Ingat Ya, Jangan Batal Puasa Ramadan Tanpa Uzur!
Published Date: 31 March 2023
Puasa di bulan Ramadan merupakan kewajiban yang tidak dapat ditawar lagi bagi orang beriman. Meski dalam praktinya terbuka peluang untuk tidak menjalankannya dikarenakan adanya uzur, namun ada konsekuensi yang menyertai ketika seorang muslim tidak berpuasa. Pemahaman tentang berpuasa merupakan perkara dasar, sebab puasa termasuk salah satu rukun Islam yang telah ada sejak zaman Rasululullah shalallahu ‘alaihi wa sallam hingga kiamat nanti.
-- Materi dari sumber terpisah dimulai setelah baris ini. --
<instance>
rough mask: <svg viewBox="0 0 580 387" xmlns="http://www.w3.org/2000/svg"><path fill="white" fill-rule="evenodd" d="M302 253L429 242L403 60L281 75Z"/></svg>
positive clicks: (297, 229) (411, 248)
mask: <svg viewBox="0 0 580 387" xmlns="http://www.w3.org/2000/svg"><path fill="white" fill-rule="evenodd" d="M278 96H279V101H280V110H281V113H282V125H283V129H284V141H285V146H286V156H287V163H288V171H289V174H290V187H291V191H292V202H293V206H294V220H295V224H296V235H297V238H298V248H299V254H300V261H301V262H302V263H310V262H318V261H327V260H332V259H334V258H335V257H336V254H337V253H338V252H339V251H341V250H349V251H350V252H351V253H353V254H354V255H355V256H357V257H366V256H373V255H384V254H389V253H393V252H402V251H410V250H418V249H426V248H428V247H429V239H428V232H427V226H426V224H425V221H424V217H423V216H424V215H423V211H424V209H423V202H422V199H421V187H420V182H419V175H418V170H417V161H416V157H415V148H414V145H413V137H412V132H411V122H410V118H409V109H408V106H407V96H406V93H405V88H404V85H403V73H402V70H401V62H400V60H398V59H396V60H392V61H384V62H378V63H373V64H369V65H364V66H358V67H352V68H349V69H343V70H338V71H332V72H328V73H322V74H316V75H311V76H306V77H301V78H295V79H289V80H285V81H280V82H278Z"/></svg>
Sehingga cukup mengherankan ketika seseorang yang mengaku muslim terlihat bermudah-mudahan tidak berpuasa tanpa adanya uzur yang dibolehkan syariat.
Praktik puasa sebenarnya sederhana saja. Secara kasat mata kita hanya diminta untuk tidak makan dan minum dimulai dari terbit fajar hingga terbenamnya matahari. Selain kedua aktivitas tersebut ada aktivitas lain yang dianggap membatalkan puasa, seperti menghisap rokok, diinfus, dan lain sebagainya sesuai arahan fikih dari ulama. Namun porosnya ialah menahan lapar dan dahaga saja. Tapi beberapa tahun belekangan, praktik sederhana tersebut justru disepelekan oleh sebagian orang. Seolah tanpa konsekuensi ke depan, mereka bisa dengan mudah membatalkan puasa hanya semata merasa malas atau ikut-ikutan lingkungan. Dan hal itu dilakukan tanpa malu-malu lagi, langsung di depan orang lain yang mungkin saja menahan lapar dan haus karena berpuasa.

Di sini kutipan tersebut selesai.